Clorox (NYSE:CLX) shares made a dramatic comeback in June, ending the month 11.9% higher according to data provided by S&P Global Market Intelligence and reversing a major chunk of the losses they'd piled on year to date.

Interestingly, Clorox shares have been on the rise ever since the company reported its third-quarter earnings early May despite a full-year earnings downgrade. What gives?

So what

Rising cost pressure has been a common theme across the consumer goods industry. Clorox's third-quarter gross margin dropped to 42.8% from 44% as a result. Yet, the company earned 5% higher net profit year over year on lower taxes and 3% growth in sales.
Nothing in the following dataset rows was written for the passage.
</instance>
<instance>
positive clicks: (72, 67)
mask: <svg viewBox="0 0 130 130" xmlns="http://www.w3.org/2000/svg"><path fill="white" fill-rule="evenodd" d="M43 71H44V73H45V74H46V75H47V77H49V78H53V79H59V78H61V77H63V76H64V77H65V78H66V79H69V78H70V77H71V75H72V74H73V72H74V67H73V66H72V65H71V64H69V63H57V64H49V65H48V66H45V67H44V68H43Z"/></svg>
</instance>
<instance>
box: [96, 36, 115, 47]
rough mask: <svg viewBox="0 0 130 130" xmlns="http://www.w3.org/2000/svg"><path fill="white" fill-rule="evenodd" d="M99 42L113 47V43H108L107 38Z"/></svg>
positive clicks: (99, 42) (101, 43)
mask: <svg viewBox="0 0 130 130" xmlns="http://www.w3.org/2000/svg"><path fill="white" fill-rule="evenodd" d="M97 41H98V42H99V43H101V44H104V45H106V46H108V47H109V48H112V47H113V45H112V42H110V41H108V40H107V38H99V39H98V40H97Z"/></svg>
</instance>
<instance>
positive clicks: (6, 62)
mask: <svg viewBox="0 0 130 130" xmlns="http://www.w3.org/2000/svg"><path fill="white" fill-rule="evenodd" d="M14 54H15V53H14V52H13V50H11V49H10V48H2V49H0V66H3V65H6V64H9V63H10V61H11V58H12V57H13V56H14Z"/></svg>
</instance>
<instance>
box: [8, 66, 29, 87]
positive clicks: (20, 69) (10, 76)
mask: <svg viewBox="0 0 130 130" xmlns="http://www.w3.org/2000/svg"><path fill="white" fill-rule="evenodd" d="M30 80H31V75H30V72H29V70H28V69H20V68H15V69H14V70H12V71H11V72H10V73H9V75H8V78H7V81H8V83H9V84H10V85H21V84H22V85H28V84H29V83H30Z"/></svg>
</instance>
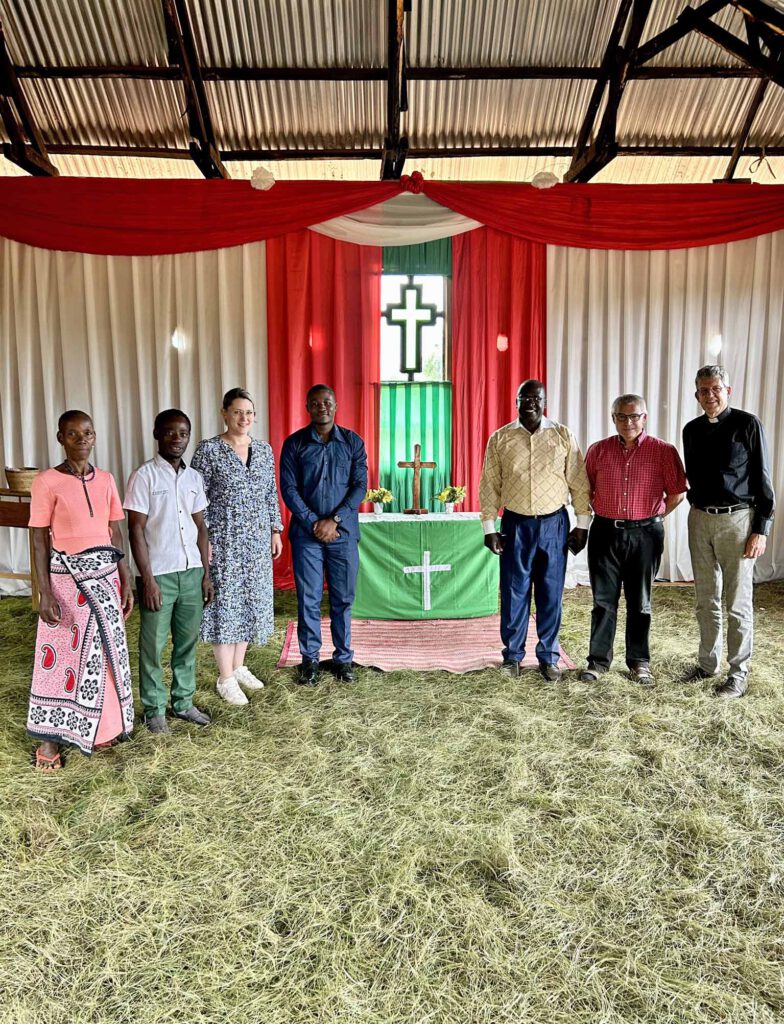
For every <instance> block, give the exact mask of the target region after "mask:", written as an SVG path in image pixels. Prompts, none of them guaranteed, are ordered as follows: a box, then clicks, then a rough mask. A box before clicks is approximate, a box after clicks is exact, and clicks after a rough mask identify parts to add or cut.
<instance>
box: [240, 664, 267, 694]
mask: <svg viewBox="0 0 784 1024" xmlns="http://www.w3.org/2000/svg"><path fill="white" fill-rule="evenodd" d="M234 679H235V680H236V681H237V682H238V683H239V685H241V686H245V688H246V689H247V690H263V689H264V683H263V682H262V681H261V680H260V679H258V678H257V677H256V676H254V674H253V673H252V672H251V670H250V669H247V668H246V667H245V666H244V665H241V666H239V668H238V669H234Z"/></svg>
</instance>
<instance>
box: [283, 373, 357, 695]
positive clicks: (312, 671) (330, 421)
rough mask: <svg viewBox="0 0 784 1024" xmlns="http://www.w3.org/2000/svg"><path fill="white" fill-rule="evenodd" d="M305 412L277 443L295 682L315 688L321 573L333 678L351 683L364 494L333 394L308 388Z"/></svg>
mask: <svg viewBox="0 0 784 1024" xmlns="http://www.w3.org/2000/svg"><path fill="white" fill-rule="evenodd" d="M305 408H306V409H307V411H308V414H309V415H310V426H308V427H303V428H302V430H297V431H296V432H295V433H293V434H291V435H290V436H289V437H287V438H286V440H285V441H284V449H282V452H281V453H280V494H281V496H282V499H284V501H285V502H286V504H287V505H288V507H289V510H290V511H291V513H292V524H291V527H290V529H289V539H290V541H291V544H292V561H293V563H294V580H295V583H296V585H297V608H298V612H299V615H298V622H297V637H298V639H299V642H300V651H301V652H302V665H301V666H300V670H299V673H298V677H297V679H298V682H300V683H303V684H305V685H307V686H315V684H316V683H317V681H318V655H319V651H320V649H321V618H320V610H319V608H320V604H321V594H322V592H323V579H324V572H325V573H326V589H328V592H329V595H330V621H331V626H332V639H333V643H334V645H335V651H334V653H333V674H334V675H335V677H336V678H337V679H342V680H344V681H345V682H347V683H350V682H353V680H354V673H353V667H352V657H353V654H354V652H353V651H352V650H351V605H352V604H353V602H354V590H355V587H356V573H357V569H358V567H359V550H358V547H357V545H358V544H359V518H358V512H359V504H360V502H361V501H362V500H363V498H364V494H365V490H366V489H367V456H366V455H365V451H364V441H363V440H362V438H361V437H360V436H359V435H358V434H355V433H354V432H353V430H347V429H346V428H345V427H339V426H338V425H337V424H336V423H335V413H336V412H337V409H338V404H337V400H336V397H335V392H334V391H333V389H332V388H331V387H328V386H326V385H325V384H315V385H314V386H313V387H311V388H310V390H309V391H308V393H307V398H306V400H305Z"/></svg>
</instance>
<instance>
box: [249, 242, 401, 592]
mask: <svg viewBox="0 0 784 1024" xmlns="http://www.w3.org/2000/svg"><path fill="white" fill-rule="evenodd" d="M381 260H382V252H381V249H380V248H377V247H376V246H355V245H350V244H349V243H346V242H337V241H335V240H334V239H330V238H326V237H325V236H322V234H316V233H315V232H314V231H298V232H296V233H292V234H286V236H284V237H282V238H278V239H272V240H271V241H270V242H269V243H268V244H267V351H268V367H269V440H270V443H271V445H272V450H273V451H274V453H275V460H276V461H277V459H278V458H279V455H280V449H281V447H282V443H284V441H285V440H286V438H287V437H288V436H289V434H291V433H293V432H294V431H295V430H298V429H299V428H300V427H304V426H305V425H306V424H307V423H308V415H307V413H306V412H305V395H306V393H307V390H308V388H309V387H311V386H312V385H313V384H328V385H329V386H330V387H332V388H334V389H335V392H336V395H337V399H338V415H337V417H336V421H337V422H338V423H339V424H340V425H341V426H344V427H348V428H349V429H351V430H355V431H356V432H357V433H358V434H359V435H360V436H361V437H362V438H363V439H364V442H365V446H366V449H367V463H368V474H369V479H372V480H375V479H376V478H377V476H378V470H377V466H378V437H379V429H378V410H377V389H376V388H374V387H373V386H372V385H373V384H376V383H377V382H378V380H379V377H380V375H381V356H380V347H381V337H380V332H381V327H380V325H381V287H380V282H379V279H380V276H381V266H382V263H381ZM280 504H281V506H282V502H281V503H280ZM281 512H282V513H284V522H285V524H286V525H287V526H288V524H289V520H290V518H291V517H290V515H289V512H288V510H286V508H285V507H282V508H281ZM275 586H276V587H284V588H289V589H290V588H292V587H293V586H294V577H293V573H292V562H291V549H290V547H289V544H288V541H287V534H285V535H284V554H282V555H281V556H280V558H279V559H278V560H277V563H276V565H275Z"/></svg>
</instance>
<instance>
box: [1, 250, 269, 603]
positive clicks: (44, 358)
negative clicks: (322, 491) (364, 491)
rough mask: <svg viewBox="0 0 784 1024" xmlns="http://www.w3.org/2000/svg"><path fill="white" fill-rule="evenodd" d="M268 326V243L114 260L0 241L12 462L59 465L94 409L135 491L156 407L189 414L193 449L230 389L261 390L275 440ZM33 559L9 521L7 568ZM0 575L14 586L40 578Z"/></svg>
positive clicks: (6, 589)
mask: <svg viewBox="0 0 784 1024" xmlns="http://www.w3.org/2000/svg"><path fill="white" fill-rule="evenodd" d="M266 323H267V318H266V266H265V245H264V243H263V242H259V243H254V244H252V245H247V246H237V247H235V248H231V249H222V250H216V251H212V252H200V253H186V254H183V255H177V256H143V257H141V256H133V257H131V256H110V257H106V256H89V255H83V254H80V253H68V252H52V251H49V250H45V249H35V248H32V247H29V246H24V245H19V244H17V243H14V242H9V241H7V240H6V239H2V238H0V449H2V453H3V457H4V464H5V465H8V466H39V467H46V466H51V465H55V464H56V463H58V462H60V461H61V458H62V456H61V449H60V447H59V445H58V444H57V441H56V438H55V434H56V430H57V417H58V416H59V414H60V413H62V412H63V411H64V410H67V409H83V410H85V411H86V412H88V413H90V415H91V416H92V417H93V420H94V421H95V430H96V434H97V442H96V445H95V462H96V463H97V465H98V466H100V467H101V468H103V469H107V470H110V471H111V472H112V473H114V474H115V478H116V479H117V482H118V486H119V487H120V493H121V496H122V495H123V494H124V490H125V483H126V481H127V479H128V475H129V474H130V472H131V470H132V469H134V468H135V467H136V466H137V465H139V464H140V463H141V462H143V461H144V460H145V459H149V458H151V456H153V455H155V451H156V447H155V441H154V439H153V435H151V432H153V421H154V419H155V416H156V414H157V413H159V412H160V411H161V410H163V409H167V408H169V407H176V408H179V409H182V410H183V411H184V412H185V413H187V415H188V416H189V417H190V419H191V422H192V434H191V437H192V440H191V447H190V450H189V452H190V453H192V450H193V445H194V444H195V442H197V441H198V440H200V439H201V438H202V437H208V436H212V435H213V434H215V433H217V432H218V431H219V429H220V428H221V427H222V421H221V419H220V416H219V409H220V403H221V397H222V395H223V393H224V392H225V391H226V390H227V389H228V388H230V387H246V388H248V390H249V391H250V392H251V393H252V394H253V396H254V398H255V400H256V409H257V413H258V423H257V428H256V435H257V436H259V437H263V438H266V436H267V424H268V419H267V411H268V407H267V331H266ZM186 458H187V456H186ZM2 483H3V485H5V483H6V481H5V479H4V478H3V481H2ZM28 565H29V558H28V545H27V538H26V536H25V531H23V530H17V529H13V530H10V529H6V528H3V529H0V570H3V571H15V572H25V571H27V570H28ZM0 585H2V592H4V593H15V592H19V591H20V590H23V589H25V590H27V587H28V585H27V584H21V583H17V582H15V581H7V580H4V581H0Z"/></svg>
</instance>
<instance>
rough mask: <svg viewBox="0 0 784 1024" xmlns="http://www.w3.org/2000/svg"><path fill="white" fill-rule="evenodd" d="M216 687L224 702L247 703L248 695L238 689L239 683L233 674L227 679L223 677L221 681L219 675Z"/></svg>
mask: <svg viewBox="0 0 784 1024" xmlns="http://www.w3.org/2000/svg"><path fill="white" fill-rule="evenodd" d="M217 689H218V693H219V695H220V696H222V697H223V699H224V700H225V701H226V703H233V705H237V706H239V705H244V703H248V697H247V696H246V695H245V693H243V691H242V690H241V689H239V684H238V683H237V681H236V679H234V677H233V676H229V677H228V679H224V680H223V682H221V680H220V676H219V677H218V684H217Z"/></svg>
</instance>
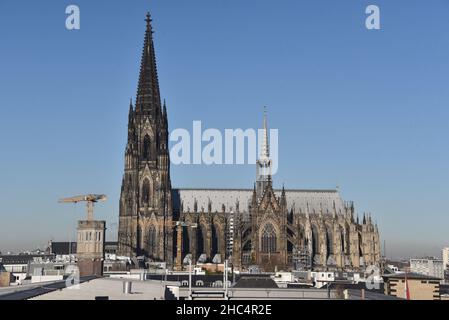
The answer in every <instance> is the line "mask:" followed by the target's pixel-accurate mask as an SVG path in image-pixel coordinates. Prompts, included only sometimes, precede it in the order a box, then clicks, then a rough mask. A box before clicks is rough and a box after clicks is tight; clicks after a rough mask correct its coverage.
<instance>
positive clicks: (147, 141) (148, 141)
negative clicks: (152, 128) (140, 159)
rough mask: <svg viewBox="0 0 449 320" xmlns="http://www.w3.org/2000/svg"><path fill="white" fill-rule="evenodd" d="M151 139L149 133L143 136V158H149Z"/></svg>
mask: <svg viewBox="0 0 449 320" xmlns="http://www.w3.org/2000/svg"><path fill="white" fill-rule="evenodd" d="M150 150H151V139H150V136H149V135H146V136H145V138H143V159H144V160H150V153H151V151H150Z"/></svg>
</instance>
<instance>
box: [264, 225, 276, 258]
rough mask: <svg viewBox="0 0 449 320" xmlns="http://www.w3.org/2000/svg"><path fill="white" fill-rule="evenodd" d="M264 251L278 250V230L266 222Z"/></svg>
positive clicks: (272, 250) (264, 243)
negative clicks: (276, 242)
mask: <svg viewBox="0 0 449 320" xmlns="http://www.w3.org/2000/svg"><path fill="white" fill-rule="evenodd" d="M262 252H264V253H271V252H276V231H275V230H274V227H273V225H272V224H270V223H268V224H266V225H265V227H264V228H263V231H262Z"/></svg>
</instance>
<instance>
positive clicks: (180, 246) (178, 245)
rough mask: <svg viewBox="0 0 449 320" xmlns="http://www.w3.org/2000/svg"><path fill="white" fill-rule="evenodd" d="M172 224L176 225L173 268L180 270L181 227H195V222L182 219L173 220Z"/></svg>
mask: <svg viewBox="0 0 449 320" xmlns="http://www.w3.org/2000/svg"><path fill="white" fill-rule="evenodd" d="M173 224H174V226H176V233H177V242H176V264H175V269H176V270H179V271H181V270H182V228H183V227H190V228H196V227H197V224H196V223H190V222H184V221H174V222H173Z"/></svg>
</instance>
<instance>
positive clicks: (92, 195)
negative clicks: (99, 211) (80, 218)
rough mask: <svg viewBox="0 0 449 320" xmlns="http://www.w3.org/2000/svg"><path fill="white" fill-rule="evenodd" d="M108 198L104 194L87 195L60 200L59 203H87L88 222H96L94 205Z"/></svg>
mask: <svg viewBox="0 0 449 320" xmlns="http://www.w3.org/2000/svg"><path fill="white" fill-rule="evenodd" d="M106 200H107V197H106V195H104V194H87V195H84V196H76V197H71V198H64V199H59V201H58V202H59V203H78V202H87V220H89V221H92V220H94V203H95V202H98V201H106Z"/></svg>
More importantly, Clorox upgraded its full-year sales guidance to the higher end of its previous range of 1%-3%. On the flip side, it downgraded its fiscal 2018 earnings per share (EPS) outlook to $6.15-$6.30 from $6.17-$6.37. There's nothing to worry here, though.

Clorox's products and brands.

Image source: Clorox Company.

In March, Clorox announced plans to acquire health and wellness company, Nutranext for $700 million, to be financed through cash and debt. While Clorox expects the acquisition to add a percentage point to its top line this year (hence the revenue outlook upgrade), acquisition-related expenses are expected to dilute its earnings.

Investors were encouraged by Clorox's resilience amid challenging cost conditions. To top that, the company announced a share repurchase program worth $2 billion later in May, reflecting management's confidence in its long-term goals, which include 3%-5% growth in annual sales and conversion of 11%-13% annual revenue into free cash flows.

Rising cash flows should also mean higher dividends for shareholders: Clorox has already made a mark in the dividend world as a Dividend Aristocrat and rewarded shareholders with a good 14% increase in dividends earlier this year.

So what

Clorox's full-year outlook, after the downgrade, calls for a solid 16% growth in EPS at the midpoint. While the Nutranext acquisition is unlikely to be accretive before fiscal 2020, Clorox should still be able to grow its EPS at a decent clip next year. The growth potential in earnings and dividend, coupled with the buyback program, was good enough for the market to propel Clorox shares higher last month.